Il faut insister sur le fait que l'affiliation d'une oeuvre de création à un genre n'est pas un problème abstrait mais un préalable nécessaire à toute lecture d'un livre; la différence entre le théoricien et le lecteur ordinaire se réduit au fait que ce dernier classe automatiquement dans un certain genre la livre qu'il vient de lire guidé par son expérience intérieure. La convention qui régit le roman policier veut que le criminel soit démasqué, tandis que la convention du genre S.F. exige que soient racontés rationnelement des événements qui sont tout à fait improbables et apparament contraires à la logique et à l'expérience. D'un autre côté, l'évolution des genres littéraires est précisément fondées sur la violation des conventions de récit qui sont devenues statiques. Donc les romans de Dick violent dans une certaine mesure la convention du genre S.F.

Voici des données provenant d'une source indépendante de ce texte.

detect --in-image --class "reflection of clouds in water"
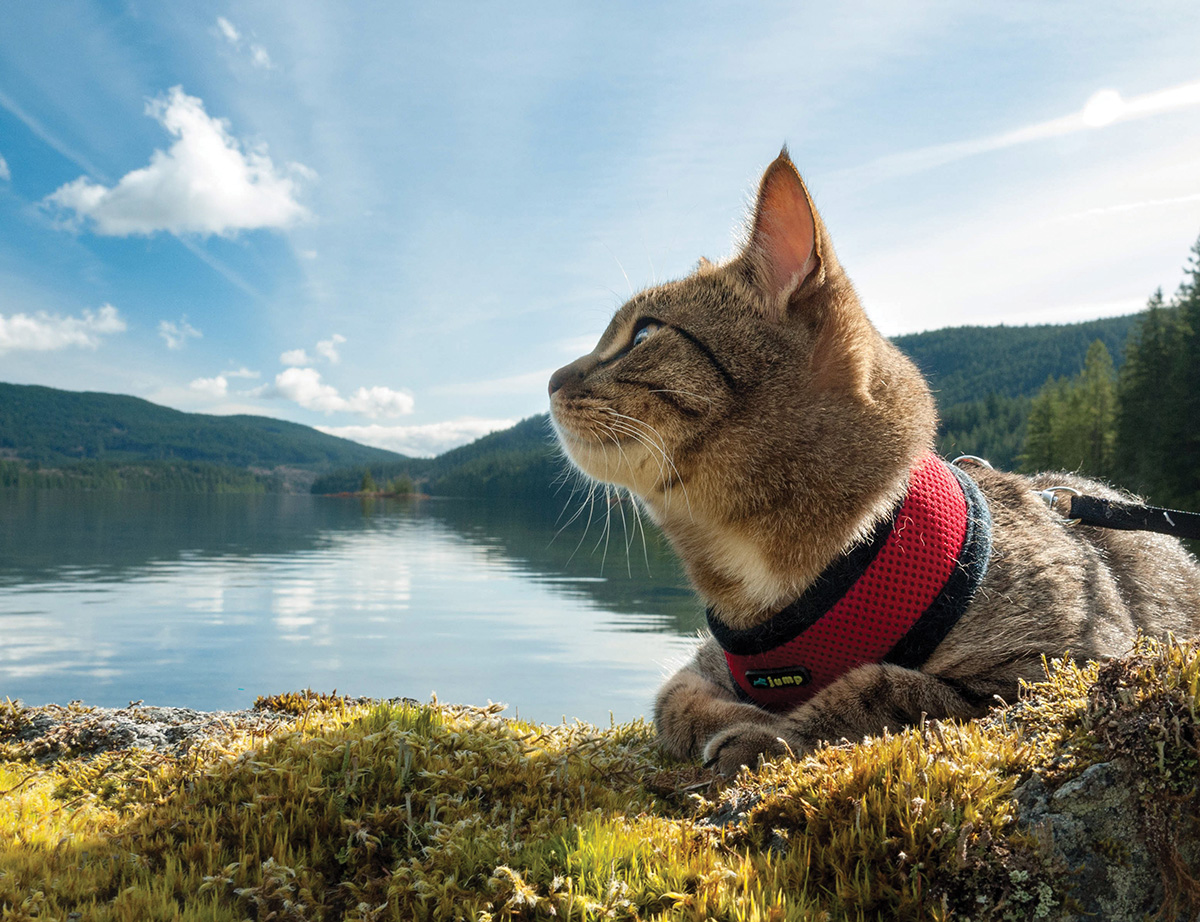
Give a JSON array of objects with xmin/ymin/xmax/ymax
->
[
  {"xmin": 182, "ymin": 568, "xmax": 227, "ymax": 624},
  {"xmin": 0, "ymin": 615, "xmax": 122, "ymax": 681},
  {"xmin": 271, "ymin": 580, "xmax": 317, "ymax": 640},
  {"xmin": 0, "ymin": 501, "xmax": 686, "ymax": 722}
]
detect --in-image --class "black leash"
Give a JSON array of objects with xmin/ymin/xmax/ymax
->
[
  {"xmin": 950, "ymin": 455, "xmax": 1200, "ymax": 540},
  {"xmin": 1045, "ymin": 487, "xmax": 1200, "ymax": 539}
]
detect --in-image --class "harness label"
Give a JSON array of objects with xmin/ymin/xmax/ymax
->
[{"xmin": 744, "ymin": 666, "xmax": 812, "ymax": 688}]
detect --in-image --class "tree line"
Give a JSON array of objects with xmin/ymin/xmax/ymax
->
[
  {"xmin": 0, "ymin": 460, "xmax": 283, "ymax": 493},
  {"xmin": 1021, "ymin": 232, "xmax": 1200, "ymax": 509}
]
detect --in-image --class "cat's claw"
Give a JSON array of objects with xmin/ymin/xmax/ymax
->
[{"xmin": 704, "ymin": 724, "xmax": 792, "ymax": 778}]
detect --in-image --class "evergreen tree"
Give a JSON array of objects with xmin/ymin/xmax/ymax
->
[
  {"xmin": 1163, "ymin": 234, "xmax": 1200, "ymax": 508},
  {"xmin": 1115, "ymin": 288, "xmax": 1176, "ymax": 497},
  {"xmin": 1022, "ymin": 340, "xmax": 1116, "ymax": 478}
]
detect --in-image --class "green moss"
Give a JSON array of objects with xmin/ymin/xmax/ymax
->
[{"xmin": 0, "ymin": 642, "xmax": 1200, "ymax": 920}]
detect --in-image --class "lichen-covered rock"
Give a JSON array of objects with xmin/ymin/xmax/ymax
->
[{"xmin": 0, "ymin": 642, "xmax": 1200, "ymax": 922}]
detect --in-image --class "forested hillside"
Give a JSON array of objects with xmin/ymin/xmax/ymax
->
[
  {"xmin": 312, "ymin": 413, "xmax": 563, "ymax": 497},
  {"xmin": 313, "ymin": 316, "xmax": 1135, "ymax": 497},
  {"xmin": 0, "ymin": 384, "xmax": 403, "ymax": 492},
  {"xmin": 0, "ymin": 384, "xmax": 403, "ymax": 471}
]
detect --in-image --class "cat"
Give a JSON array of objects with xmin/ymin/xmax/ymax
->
[{"xmin": 550, "ymin": 148, "xmax": 1200, "ymax": 774}]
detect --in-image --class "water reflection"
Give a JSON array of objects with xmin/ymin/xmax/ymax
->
[{"xmin": 0, "ymin": 492, "xmax": 702, "ymax": 722}]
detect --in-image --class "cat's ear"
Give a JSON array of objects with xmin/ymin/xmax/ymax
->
[{"xmin": 746, "ymin": 148, "xmax": 821, "ymax": 310}]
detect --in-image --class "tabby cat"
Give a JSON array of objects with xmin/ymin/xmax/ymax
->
[{"xmin": 550, "ymin": 149, "xmax": 1200, "ymax": 774}]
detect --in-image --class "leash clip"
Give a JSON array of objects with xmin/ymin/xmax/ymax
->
[
  {"xmin": 950, "ymin": 455, "xmax": 991, "ymax": 469},
  {"xmin": 1038, "ymin": 486, "xmax": 1080, "ymax": 526}
]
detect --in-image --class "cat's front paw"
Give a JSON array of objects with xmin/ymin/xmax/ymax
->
[{"xmin": 704, "ymin": 724, "xmax": 798, "ymax": 778}]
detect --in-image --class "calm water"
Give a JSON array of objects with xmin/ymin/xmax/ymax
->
[{"xmin": 0, "ymin": 492, "xmax": 703, "ymax": 723}]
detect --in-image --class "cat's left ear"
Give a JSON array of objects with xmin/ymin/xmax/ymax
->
[{"xmin": 746, "ymin": 148, "xmax": 821, "ymax": 312}]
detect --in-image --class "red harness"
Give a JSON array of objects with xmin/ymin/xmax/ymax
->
[{"xmin": 708, "ymin": 453, "xmax": 991, "ymax": 711}]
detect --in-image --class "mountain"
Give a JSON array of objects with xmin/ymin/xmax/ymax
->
[
  {"xmin": 892, "ymin": 313, "xmax": 1138, "ymax": 411},
  {"xmin": 313, "ymin": 315, "xmax": 1136, "ymax": 497},
  {"xmin": 0, "ymin": 384, "xmax": 403, "ymax": 471}
]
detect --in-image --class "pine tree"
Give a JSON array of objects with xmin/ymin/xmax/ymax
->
[
  {"xmin": 1115, "ymin": 288, "xmax": 1176, "ymax": 499},
  {"xmin": 1022, "ymin": 340, "xmax": 1116, "ymax": 478},
  {"xmin": 1164, "ymin": 230, "xmax": 1200, "ymax": 508}
]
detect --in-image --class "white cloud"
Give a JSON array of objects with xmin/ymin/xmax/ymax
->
[
  {"xmin": 317, "ymin": 418, "xmax": 517, "ymax": 457},
  {"xmin": 280, "ymin": 333, "xmax": 346, "ymax": 365},
  {"xmin": 430, "ymin": 367, "xmax": 559, "ymax": 396},
  {"xmin": 317, "ymin": 333, "xmax": 346, "ymax": 365},
  {"xmin": 346, "ymin": 384, "xmax": 413, "ymax": 419},
  {"xmin": 257, "ymin": 367, "xmax": 414, "ymax": 419},
  {"xmin": 0, "ymin": 304, "xmax": 125, "ymax": 353},
  {"xmin": 44, "ymin": 86, "xmax": 311, "ymax": 237},
  {"xmin": 158, "ymin": 315, "xmax": 204, "ymax": 349},
  {"xmin": 217, "ymin": 16, "xmax": 241, "ymax": 44},
  {"xmin": 250, "ymin": 44, "xmax": 272, "ymax": 71},
  {"xmin": 188, "ymin": 375, "xmax": 229, "ymax": 397},
  {"xmin": 829, "ymin": 82, "xmax": 1200, "ymax": 184}
]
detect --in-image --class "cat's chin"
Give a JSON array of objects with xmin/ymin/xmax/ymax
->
[{"xmin": 552, "ymin": 417, "xmax": 660, "ymax": 497}]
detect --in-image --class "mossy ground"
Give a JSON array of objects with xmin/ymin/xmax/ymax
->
[{"xmin": 0, "ymin": 642, "xmax": 1200, "ymax": 921}]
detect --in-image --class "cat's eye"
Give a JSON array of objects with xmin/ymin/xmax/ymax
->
[{"xmin": 634, "ymin": 321, "xmax": 662, "ymax": 346}]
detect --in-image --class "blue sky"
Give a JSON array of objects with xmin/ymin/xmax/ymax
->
[{"xmin": 0, "ymin": 0, "xmax": 1200, "ymax": 454}]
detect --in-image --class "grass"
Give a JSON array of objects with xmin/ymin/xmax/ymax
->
[{"xmin": 0, "ymin": 641, "xmax": 1200, "ymax": 922}]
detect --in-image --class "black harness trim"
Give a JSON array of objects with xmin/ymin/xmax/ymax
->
[
  {"xmin": 706, "ymin": 456, "xmax": 992, "ymax": 704},
  {"xmin": 883, "ymin": 465, "xmax": 991, "ymax": 669}
]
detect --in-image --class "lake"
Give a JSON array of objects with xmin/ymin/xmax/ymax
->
[{"xmin": 0, "ymin": 491, "xmax": 703, "ymax": 724}]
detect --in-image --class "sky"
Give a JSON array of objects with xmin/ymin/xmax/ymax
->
[{"xmin": 0, "ymin": 0, "xmax": 1200, "ymax": 455}]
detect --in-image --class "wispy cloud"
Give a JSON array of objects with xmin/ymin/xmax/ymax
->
[
  {"xmin": 316, "ymin": 418, "xmax": 517, "ymax": 457},
  {"xmin": 430, "ymin": 364, "xmax": 556, "ymax": 396},
  {"xmin": 317, "ymin": 333, "xmax": 346, "ymax": 365},
  {"xmin": 187, "ymin": 375, "xmax": 229, "ymax": 397},
  {"xmin": 217, "ymin": 16, "xmax": 275, "ymax": 70},
  {"xmin": 0, "ymin": 90, "xmax": 107, "ymax": 182},
  {"xmin": 1060, "ymin": 192, "xmax": 1200, "ymax": 221},
  {"xmin": 158, "ymin": 315, "xmax": 204, "ymax": 349},
  {"xmin": 254, "ymin": 367, "xmax": 414, "ymax": 419},
  {"xmin": 44, "ymin": 86, "xmax": 312, "ymax": 237},
  {"xmin": 280, "ymin": 333, "xmax": 346, "ymax": 365},
  {"xmin": 217, "ymin": 16, "xmax": 241, "ymax": 44},
  {"xmin": 829, "ymin": 82, "xmax": 1200, "ymax": 184},
  {"xmin": 0, "ymin": 304, "xmax": 125, "ymax": 353}
]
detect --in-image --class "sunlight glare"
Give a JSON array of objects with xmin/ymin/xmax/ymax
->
[{"xmin": 1080, "ymin": 90, "xmax": 1126, "ymax": 128}]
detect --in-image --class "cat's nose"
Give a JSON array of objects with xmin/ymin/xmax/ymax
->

Les critiques et les lecteurs qui reprochent à Dick son "impureté" par rapport au genre sont des traditionalistes fossilisés. Ses romans plongent de nombreux lecteurs, habitués à une S.F. conforme, dans la confusion la plus totale. Ces lecteurs se plaignent, aussi naïvement que violemment, de ce que Dick, au lieu de fournir des explications précises, au lieu de résoudre les énigmes, se contente de balayer la poussière sous le tapis.
Les écrits de Dick méritent un sort bien meilleur que celui auquel les destinait le pays de leur naissance. S'ils ne sont ni uniformes dans la qualité, ni pleinement aboutis, c'est pourtant uniquement par la force qu'on parvient à les faire entrer dans ce magma dépourvu de valeur intellectuelle, et de structure originale, qui constitue la S.F. Son curieux mélange de techniques hallucinogènes et palingénésiques ne lui a pas apporté beaucoup d'admirateurs en dehors du ghetto, puisque ces lecteurs sont rebutés par la médiocrité des supports qu'il a choisis dans le grand inventaire de la science-fiction.
Effectivement, ses livres manquent parfois leur coup, mais je demeure malgrés tout sous leur charme, comme on peut l'être devant les efforts d'une imagination affrontant en solitaire la surabondance destructrice des possibles-efforts pour lesquels même une défaite partielle peut ressembler à une victoire.